Listing 1–12. Calling a SparseArray Method Introduced in Honeycomb (API Level 11)
if (Build.VERSION.SDK_INT >= Build.VERSION_CODES.HONEYCOMB) {
sparseArray.removeAt(1); // API level 11 and above
} else {
int key = sparseArray.keyAt(1); // default implementation is slower
sparseArray.remove(key);
}
This kind of code is more frequent when trying to get the best performance out of your Android platform since you want to use the best API for the job while you still want your application to be able to run on an older device (possibly using slower APIs).
Android also uses these attributes for other things, including determining whether the application should run in screen compatibility mode. Your application runs in screen compatibility mode if minSdkVersion is set to 3 or lower, and targetSdkVersion is not set to 4 or higher. This would prevent your application from displaying in full screen on a tablet, for example, making it much harder to use. Tablets have become very popular only recently, and many applications have not been updated yet, so it is not uncommon to find applications that do not display properly on a big screen.
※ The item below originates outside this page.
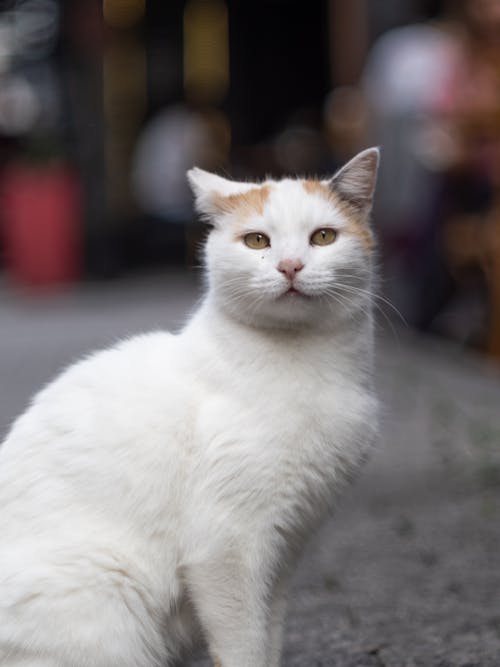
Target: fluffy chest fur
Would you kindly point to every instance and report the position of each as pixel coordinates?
(170, 481)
NOTE: Android Market uses the minSdkVersion and maxSdkVersion attributes to filter applications available for download on a particular device. Other attributes are used for filtering as well. Also, Android defines two versions of screen compatibility mode, and their behaviors differ. Refer to “Supporting Multiple Screens” on http://d.android.com/guide for a complete description.
Instead of checking the version number, as shown in Listing 1–12, you can use reflection to find out whether a particular method exists on the platform. While this is a cleaner and safer implementation, reflection can make your code slower; therefore you should try to avoid using reflection where performance is critical. One possible approach is to call Class.forName() and Class.getMethod() to find out if a certain method exists in the static initialization block, and then only call Method.invoke() where performance is important.
Fragmentation
The high number of Android versions, 14 API levels so far, makes your target market quite fragmented, possibly leading to more and more code like the one in Listing 1–12. However, in practice, a few Android versions represent the majority of all the devices. As of December 2011, Android 2.x versions represent more than 95% of the devices connecting to Android Market. Even though Android 1.6 and earlier devices are still in operation, today it is quite reasonable not to spend additional resources to optimize for these platforms.
The number of available devices running Android is even greater, with currently close to 200 phones listed on www.google.com/phone, including 80 in the United States alone. While the listed devices are all phones or tablets, they still differ in many ways: screen resolutions, presence of physical keyboard, hardware-accelerated graphics, processors. Supporting the various configurations, or even only a subset, makes application development more challenging. Therefore it is important to have a good knowledge of the market you are targeting in order to focus your efforts on important features and optimizations.
NOTE: Not all existing Android devices are listed on www.google.com/phone as some countries are not listed yet, for example India and its dual-SIM Spice MI270 running Android 2.2.
Google TV devices (first released in 2010 by Logitech and Sony in the United States) are technically not so different from phones or tablets. However, the way people interact with these devices differs. When supporting these TV devices, one of your main challenges will be to understand how your application could be used on a TV. For example, applications can provide a more social experience on a TV: a game could offer a simultaneous multiplayer mode, a feature that would not make much sense on a phone.